The merger of banana giants Chiquita and Fyffes is expected to benefit significantly from cost synergies, according to the companies, with US$60m identified between now and the end of 2016.
Half of those synergies are achievable in the first year once the merger has been finalised, the companies said, with the remainder expected by the end of the second year.
The wide sourcing ability of the combined group is anticipated to lead to shipping synergies in Europe and the Mediterranean, while IT efficiencies are also foreseen due to the implementation of cloud computing.
'These synergies will positively impact ChiquitaFyffes' financial profile as the combined company is expected to generate significant and increased free cash flow,' a statement read.
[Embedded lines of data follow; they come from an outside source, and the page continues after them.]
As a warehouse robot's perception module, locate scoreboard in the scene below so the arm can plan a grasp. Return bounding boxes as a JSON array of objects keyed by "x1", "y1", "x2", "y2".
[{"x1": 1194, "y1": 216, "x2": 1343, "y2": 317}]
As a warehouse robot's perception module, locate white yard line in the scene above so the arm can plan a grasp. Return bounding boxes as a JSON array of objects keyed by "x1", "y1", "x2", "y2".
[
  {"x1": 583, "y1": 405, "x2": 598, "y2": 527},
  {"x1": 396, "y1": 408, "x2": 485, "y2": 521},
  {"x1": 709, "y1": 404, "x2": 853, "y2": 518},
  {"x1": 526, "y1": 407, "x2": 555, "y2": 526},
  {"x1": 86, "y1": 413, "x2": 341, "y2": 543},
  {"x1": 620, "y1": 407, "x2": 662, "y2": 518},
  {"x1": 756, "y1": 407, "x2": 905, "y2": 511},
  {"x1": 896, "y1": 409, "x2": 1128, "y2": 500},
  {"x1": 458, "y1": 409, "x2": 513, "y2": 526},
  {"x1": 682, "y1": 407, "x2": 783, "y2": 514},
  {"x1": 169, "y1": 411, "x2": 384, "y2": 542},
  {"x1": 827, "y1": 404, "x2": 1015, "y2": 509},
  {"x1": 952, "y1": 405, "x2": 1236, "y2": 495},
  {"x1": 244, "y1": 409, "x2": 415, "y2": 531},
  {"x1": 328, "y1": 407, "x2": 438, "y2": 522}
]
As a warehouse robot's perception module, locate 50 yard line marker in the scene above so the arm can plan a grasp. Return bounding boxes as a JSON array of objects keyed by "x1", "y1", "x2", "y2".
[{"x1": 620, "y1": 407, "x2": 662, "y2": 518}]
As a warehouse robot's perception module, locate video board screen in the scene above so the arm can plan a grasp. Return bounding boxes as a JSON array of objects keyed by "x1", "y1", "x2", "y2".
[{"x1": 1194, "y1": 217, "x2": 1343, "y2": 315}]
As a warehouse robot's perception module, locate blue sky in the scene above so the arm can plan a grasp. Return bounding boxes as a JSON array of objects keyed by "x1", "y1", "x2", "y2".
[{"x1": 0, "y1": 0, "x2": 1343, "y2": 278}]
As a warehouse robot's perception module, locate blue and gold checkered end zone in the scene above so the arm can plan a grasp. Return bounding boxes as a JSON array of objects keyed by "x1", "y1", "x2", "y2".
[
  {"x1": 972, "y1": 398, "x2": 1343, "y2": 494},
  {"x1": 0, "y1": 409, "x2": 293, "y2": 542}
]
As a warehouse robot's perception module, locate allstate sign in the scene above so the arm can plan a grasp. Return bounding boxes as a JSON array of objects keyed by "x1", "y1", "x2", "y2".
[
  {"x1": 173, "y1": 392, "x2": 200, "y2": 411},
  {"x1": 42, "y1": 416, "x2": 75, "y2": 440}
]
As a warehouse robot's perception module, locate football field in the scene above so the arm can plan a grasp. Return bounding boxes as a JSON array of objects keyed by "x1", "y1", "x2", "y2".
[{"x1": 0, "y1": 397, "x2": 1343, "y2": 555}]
Chiquita also announced a range of efficiency initiatives expected to lower its costs by US$14m-US$16m.Chiquita's current US-Gulf shipping rotation is set to be replaced with larger, more efficient vessels, with some costs and stowage capacity to be shared with a third-party shipping partner, resulting in lower per unit shipping costs.
Such synergies are a major reason behind Chiquita's recent rejection of a takeover bid by juice maker Cutrale and investment firm Safra Group.
'Chiquita and Fyffes remain committed to the transaction and are continuing to work together to complete the Combination [merger] as expeditiously as possible,” said Ed Lonergan, Chiquita’s chief executive officer, and David McCann, Fyffes' executive chairman.